The National Language; Swahili
Caption: A guide on a few common Swahili words
While Swahili is spoken in a lot of East African countries, each one speaks it differently. Even within Kenya alone, people from different regions speak it differently; something heavily influenced by the sheer number of languages spoken in the country. While the basic words remain the same, the accents and pronunciations can differ. Originating from the coast of East Africa, this language has a lot of Arabic influence and even some hints of Indian and Portuguese, mainly because people from this region settled at the coast during the colonial era. While it is taught in Kenyan schools, those believed to know it best are the Swahili people who reside at the coast.
The Cool Transportation
Caption: A public service vehicle travelling on a Kenyan road
Another integral piece of Kenyan culture is our public transport vehicles. Locally known as matatus, they are usually donned with artistic drawings and graffiti. Some even go as far as installing tiny lights on the exterior, a television inside, and speakers behind each seat. In this day and age, matatus are not only transportation devices but also entertainment centers.

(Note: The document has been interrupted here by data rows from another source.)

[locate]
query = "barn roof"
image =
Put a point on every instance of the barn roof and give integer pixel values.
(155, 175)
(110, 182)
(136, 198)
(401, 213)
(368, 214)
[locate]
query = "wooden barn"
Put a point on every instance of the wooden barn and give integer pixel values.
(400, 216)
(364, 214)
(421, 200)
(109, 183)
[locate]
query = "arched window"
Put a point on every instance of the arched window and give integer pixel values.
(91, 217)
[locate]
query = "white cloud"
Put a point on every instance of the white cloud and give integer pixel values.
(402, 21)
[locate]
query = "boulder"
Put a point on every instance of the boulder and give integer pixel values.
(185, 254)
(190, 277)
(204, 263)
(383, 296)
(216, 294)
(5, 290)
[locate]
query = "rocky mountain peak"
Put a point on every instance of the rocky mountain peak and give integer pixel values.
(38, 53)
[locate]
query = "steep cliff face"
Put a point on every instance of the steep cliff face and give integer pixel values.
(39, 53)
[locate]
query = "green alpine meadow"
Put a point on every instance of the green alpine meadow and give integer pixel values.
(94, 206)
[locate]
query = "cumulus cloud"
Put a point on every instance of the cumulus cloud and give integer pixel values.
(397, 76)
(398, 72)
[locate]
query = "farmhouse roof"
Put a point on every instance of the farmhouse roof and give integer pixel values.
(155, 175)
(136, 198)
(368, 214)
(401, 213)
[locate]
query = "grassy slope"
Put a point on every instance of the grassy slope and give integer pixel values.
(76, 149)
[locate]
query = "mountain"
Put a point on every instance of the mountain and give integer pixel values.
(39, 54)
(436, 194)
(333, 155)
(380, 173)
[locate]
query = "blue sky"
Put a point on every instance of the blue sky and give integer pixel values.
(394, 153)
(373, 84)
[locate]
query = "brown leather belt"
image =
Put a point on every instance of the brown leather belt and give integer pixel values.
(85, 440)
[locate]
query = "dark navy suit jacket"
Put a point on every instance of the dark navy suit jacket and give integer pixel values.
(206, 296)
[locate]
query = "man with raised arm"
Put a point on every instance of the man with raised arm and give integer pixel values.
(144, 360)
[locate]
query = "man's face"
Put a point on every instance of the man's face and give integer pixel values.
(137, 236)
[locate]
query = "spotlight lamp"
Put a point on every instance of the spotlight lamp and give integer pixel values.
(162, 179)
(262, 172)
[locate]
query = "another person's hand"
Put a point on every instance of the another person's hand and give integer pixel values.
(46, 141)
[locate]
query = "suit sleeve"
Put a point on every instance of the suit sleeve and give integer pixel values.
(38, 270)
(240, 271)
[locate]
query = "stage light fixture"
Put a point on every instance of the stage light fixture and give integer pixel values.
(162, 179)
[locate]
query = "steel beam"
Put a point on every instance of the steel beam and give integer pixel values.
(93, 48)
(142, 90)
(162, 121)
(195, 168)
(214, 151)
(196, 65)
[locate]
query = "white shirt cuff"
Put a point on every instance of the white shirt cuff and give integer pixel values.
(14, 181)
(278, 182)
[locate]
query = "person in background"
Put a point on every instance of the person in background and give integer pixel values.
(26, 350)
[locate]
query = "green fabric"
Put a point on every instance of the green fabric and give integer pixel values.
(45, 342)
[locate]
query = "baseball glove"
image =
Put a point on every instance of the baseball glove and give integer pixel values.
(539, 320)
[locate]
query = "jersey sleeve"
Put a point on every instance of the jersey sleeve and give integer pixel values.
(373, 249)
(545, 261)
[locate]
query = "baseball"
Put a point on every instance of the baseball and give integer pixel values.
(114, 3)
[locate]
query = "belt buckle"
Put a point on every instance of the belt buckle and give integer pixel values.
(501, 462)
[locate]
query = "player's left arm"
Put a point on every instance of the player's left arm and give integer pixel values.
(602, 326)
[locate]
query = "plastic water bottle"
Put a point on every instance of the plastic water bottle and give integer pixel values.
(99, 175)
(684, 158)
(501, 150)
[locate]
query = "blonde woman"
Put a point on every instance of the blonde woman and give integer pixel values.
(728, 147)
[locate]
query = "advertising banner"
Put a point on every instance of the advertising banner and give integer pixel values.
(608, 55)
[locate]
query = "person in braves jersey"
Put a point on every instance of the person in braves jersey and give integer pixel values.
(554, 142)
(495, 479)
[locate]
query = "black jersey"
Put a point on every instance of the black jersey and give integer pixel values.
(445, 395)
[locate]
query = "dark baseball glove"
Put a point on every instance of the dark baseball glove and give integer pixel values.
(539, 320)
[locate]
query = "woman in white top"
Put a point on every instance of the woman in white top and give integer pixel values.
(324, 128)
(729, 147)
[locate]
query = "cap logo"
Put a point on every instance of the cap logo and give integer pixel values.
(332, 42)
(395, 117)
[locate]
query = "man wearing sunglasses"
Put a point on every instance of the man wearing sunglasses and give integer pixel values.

Caption: Pieces of Kitenge fabric
Source: Unsplash (Lorna Abwonji)
Just like the Nigerians have Ankara, Kenyans have the Kitenge. This African wax print comes in a variety of vibrant colors and patterns and is mostly used to make clothes. Somewhere along the way, it seems that Kenyans telepathically agreed that this is the trademark fabric to wear to weddings, baby showers and a host of traditional events. But this is not the only popular Kenyan fabric; there is also the leso; a fabric mainly used on the East African Coast.
Caption: Several lesos hanging at a store in Mombasa
Source: Life in Mombasa
A little lighter than the Kitenge, the leso is a symbol of Swahili culture and is mainly worn by women. It is believed to have evolved from a plain white cloth to the colourful printed fabric it is today. But if there is something that truly sets the leso apart, it is the Swahili proverb written on each piece, giving solace and wisdom. It is popularly gifted to recently married women and those who have just given birth. Ultimately, the leso is an integral part of Kenyan culture.
In a nutshell….
While tourism has undeniably faced serious challenges in 2020, 2021 holds a lot of promise. With several government initiatives to boost tourism and a gradual reopening of sites, Kenya is the place to be in the new year. Personally, I am looking forward to finally attending Fort Jesus’ Enchanting Show, Dhow Ride, and Dinner Experience. I hear that the fireworks are exciting, the tour enchanting and the food sublime. I intend to confirm these rumours and I suggest you do the same.
Alternatively, you could come to see the great wildebeest migration. For the best shots, I would advise visiting between July and October, as it is Kenya’s dry season and the best for wildlife sightings. Whatever you decide though, make sure you carry plenty of sunscreen and water. You’re definitely going to need it!